To Read: Analysis of a Racism Hoax. - Racism, Society, and Martin Espada's Beloved Spic On April 4, America experienced the tragic loss of one of its greatest social leaders, Martin Luther King, Jr.
He was a pivotal leader in the civil rights movement who permeated American history as a man who maintained the importance of nonviolent social change. Minority racism is sometimes considered controversial because of theories of power in society.
Some theories of racism insist that racism can only exist in the context of social power to impose it upon others. Yet discrimination and racism between racially marginalized groups has been noted.

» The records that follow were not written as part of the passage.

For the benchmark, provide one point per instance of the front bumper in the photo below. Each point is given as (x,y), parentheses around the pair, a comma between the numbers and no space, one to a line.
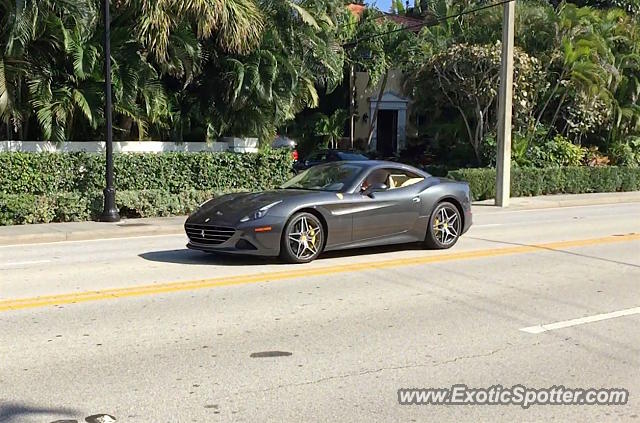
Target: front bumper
(250,238)
(468,220)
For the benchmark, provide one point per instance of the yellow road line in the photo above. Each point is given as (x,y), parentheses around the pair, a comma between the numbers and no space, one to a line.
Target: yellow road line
(137,291)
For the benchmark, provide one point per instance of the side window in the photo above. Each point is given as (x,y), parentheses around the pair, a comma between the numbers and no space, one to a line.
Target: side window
(377,176)
(317,157)
(399,178)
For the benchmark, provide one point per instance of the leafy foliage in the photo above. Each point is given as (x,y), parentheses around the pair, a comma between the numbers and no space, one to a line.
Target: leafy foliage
(46,173)
(554,180)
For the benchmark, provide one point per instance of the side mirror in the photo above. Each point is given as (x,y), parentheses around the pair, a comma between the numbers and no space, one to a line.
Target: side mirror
(373,188)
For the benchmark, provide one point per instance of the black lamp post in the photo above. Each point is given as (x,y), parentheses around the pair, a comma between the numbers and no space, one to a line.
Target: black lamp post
(110,212)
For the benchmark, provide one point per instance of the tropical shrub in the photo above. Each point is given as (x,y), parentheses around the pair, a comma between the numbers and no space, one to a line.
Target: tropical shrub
(17,209)
(46,173)
(553,180)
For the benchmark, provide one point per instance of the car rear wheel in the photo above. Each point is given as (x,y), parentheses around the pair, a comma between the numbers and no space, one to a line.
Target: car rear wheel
(445,226)
(302,239)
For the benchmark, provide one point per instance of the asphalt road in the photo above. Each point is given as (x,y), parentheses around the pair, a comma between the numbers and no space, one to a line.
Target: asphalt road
(170,333)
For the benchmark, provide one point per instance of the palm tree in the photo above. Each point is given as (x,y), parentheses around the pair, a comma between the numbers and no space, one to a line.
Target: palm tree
(32,39)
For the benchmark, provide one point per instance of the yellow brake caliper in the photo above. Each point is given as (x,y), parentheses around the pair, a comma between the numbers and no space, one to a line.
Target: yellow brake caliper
(312,232)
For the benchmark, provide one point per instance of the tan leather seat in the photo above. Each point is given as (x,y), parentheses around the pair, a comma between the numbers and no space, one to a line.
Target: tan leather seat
(411,181)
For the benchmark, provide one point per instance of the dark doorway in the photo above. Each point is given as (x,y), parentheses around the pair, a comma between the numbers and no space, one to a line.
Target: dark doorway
(387,134)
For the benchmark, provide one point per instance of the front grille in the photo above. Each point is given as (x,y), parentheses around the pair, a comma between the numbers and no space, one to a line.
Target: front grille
(208,234)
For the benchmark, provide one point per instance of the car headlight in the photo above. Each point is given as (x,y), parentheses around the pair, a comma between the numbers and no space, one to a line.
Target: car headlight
(260,213)
(205,202)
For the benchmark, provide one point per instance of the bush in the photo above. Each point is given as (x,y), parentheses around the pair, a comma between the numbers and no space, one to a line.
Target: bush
(626,153)
(48,173)
(16,209)
(529,181)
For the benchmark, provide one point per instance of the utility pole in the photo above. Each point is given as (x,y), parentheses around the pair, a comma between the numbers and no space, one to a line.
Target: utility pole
(505,107)
(352,100)
(110,212)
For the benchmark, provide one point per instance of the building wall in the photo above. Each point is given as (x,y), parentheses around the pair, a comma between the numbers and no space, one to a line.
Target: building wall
(365,95)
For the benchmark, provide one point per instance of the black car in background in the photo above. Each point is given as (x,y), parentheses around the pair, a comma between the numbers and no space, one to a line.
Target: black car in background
(326,156)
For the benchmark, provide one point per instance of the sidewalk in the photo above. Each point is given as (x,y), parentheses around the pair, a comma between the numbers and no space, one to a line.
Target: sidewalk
(76,231)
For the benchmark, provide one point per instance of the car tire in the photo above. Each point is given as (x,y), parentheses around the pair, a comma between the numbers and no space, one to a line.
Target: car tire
(445,227)
(303,239)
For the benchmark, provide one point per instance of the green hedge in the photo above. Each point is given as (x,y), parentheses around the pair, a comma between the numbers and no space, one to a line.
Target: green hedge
(558,180)
(17,209)
(49,173)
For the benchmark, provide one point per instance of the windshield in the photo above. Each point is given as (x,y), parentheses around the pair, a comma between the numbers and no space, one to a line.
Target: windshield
(352,156)
(325,177)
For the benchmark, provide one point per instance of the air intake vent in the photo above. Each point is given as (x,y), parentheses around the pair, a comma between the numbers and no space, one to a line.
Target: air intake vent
(208,234)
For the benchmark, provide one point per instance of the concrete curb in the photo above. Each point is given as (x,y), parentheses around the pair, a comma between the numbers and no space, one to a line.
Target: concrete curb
(556,201)
(83,231)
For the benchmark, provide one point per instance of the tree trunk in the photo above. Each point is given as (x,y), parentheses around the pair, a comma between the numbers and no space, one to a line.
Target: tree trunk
(374,118)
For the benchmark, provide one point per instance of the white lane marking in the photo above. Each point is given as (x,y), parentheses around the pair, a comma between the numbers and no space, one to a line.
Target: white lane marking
(91,240)
(581,321)
(22,263)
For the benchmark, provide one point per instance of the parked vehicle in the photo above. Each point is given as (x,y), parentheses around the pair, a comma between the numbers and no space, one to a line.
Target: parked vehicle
(325,156)
(282,141)
(335,206)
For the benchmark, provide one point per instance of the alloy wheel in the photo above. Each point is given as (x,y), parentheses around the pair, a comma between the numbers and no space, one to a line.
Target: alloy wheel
(305,238)
(446,225)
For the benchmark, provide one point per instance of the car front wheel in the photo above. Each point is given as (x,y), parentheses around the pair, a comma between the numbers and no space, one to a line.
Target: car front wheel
(302,239)
(445,226)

Racism is complicated, and has an individual aspect of prejudice.
But even worse is the reality that generations of racist attitudes are now woven into our . Racism does not allow for a collective contribution of its citizens, which is a critical component of a country’s development and success. If a class of people is not allowed to be educated, they cannot make important contributions to society in technological, economical, and medical arenas.
We believe in a society free of economic oppression, racism and discrimination in which every person lives in a safe and healthy environment, is respected and included, and has agency over the decisions that shape their lives.